Entonces los diversos grados de calor doloroso pero de seguridad fueron aplicados a su antebrazo o el tramo, con alcanzar más caliente “sobre como qué asierra al hilo para esperar una copa de café caliente” apuesta explica.

Entonces fueron pedidos para valorar su dolor.

Sin saberlo los temas, la intensidad del calor no fue relacionada real con la señal de entrada precedente.

El estudio encontró que cuando los temas contaban con más calor, las regiones del cerebro implicadas en amenaza y el miedo era activado pues esperaron. Las regiones implicadas en la generación de dolor eran más activas cuando recibieron el estímulo. Los participantes denunciaron más dolor con señales de entrada del alto-dolor, sin importar cuánto calor consiguieron real.

“Esto sugiere que las expectativas tuvieran un efecto bastante profundo, influenciando cómo el cerebro tramita dolor,” dijeran a Jepma.

Asombrosamente, sus expectativas también influenciaron altamente su capacidad de aprender de experiencia. Muchos temas demostraron el alto “polarización negativa de la confirmación” - la tendencia de aprender de las cosas que refuerzan nuestras creencias y descuentan los que no lo hacen. Por ejemplo, si contaban con alto dolor y lo consiguieron, puede ser que cuenten con aún más dolor la próxima vez. Pero si contaban con alto dolor y no lo consiguieron, nada cambiada.

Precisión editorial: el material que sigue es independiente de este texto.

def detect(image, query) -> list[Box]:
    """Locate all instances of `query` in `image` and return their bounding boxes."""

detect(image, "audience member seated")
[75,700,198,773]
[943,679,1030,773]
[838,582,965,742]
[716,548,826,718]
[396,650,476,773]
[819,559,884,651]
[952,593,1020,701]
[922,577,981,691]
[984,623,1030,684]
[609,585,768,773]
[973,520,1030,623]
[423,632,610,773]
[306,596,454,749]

“Usted asumiría que si usted contara con alto dolor y conseguido muy poco le sabría mejor la próxima vez. Pero interesante, no pudieron aprender,” dijo la apuesta.

Este fenómeno podía tener impactos tangibles en la recuperación de condiciones dolorosas, sugiere Jepma.

“Nuestros resultados sugieren que las expectativas negativas sobre resultados del dolor o del tratamiento puedan en algunas situaciones interferir con la recuperación óptima, ambos aumentando dolor percibido y evitando que la gente note que ella está consiguiendo mejor,” ella dijo. Las “expectativas positivas, por otra parte, podían tener los efectos opuestos.”

La investigación también puede verter la luz en porqué, para alguno, el dolor crónico puede retrasarse de largo después de que los tejidos dañados hayan curado.

Si en el contexto de dolor o de salud mental, los autores sugieren que pueda hacernos bueno ser consciente de nuestra impaciencia inherente de confirmar nuestras expectativas.

“Apenas realizando que las cosas pueden no ser tan malas como usted piensa puede ayudarle a revisar su expectativa y, de este modo, alterar su experiencia,” dijo a Jepma.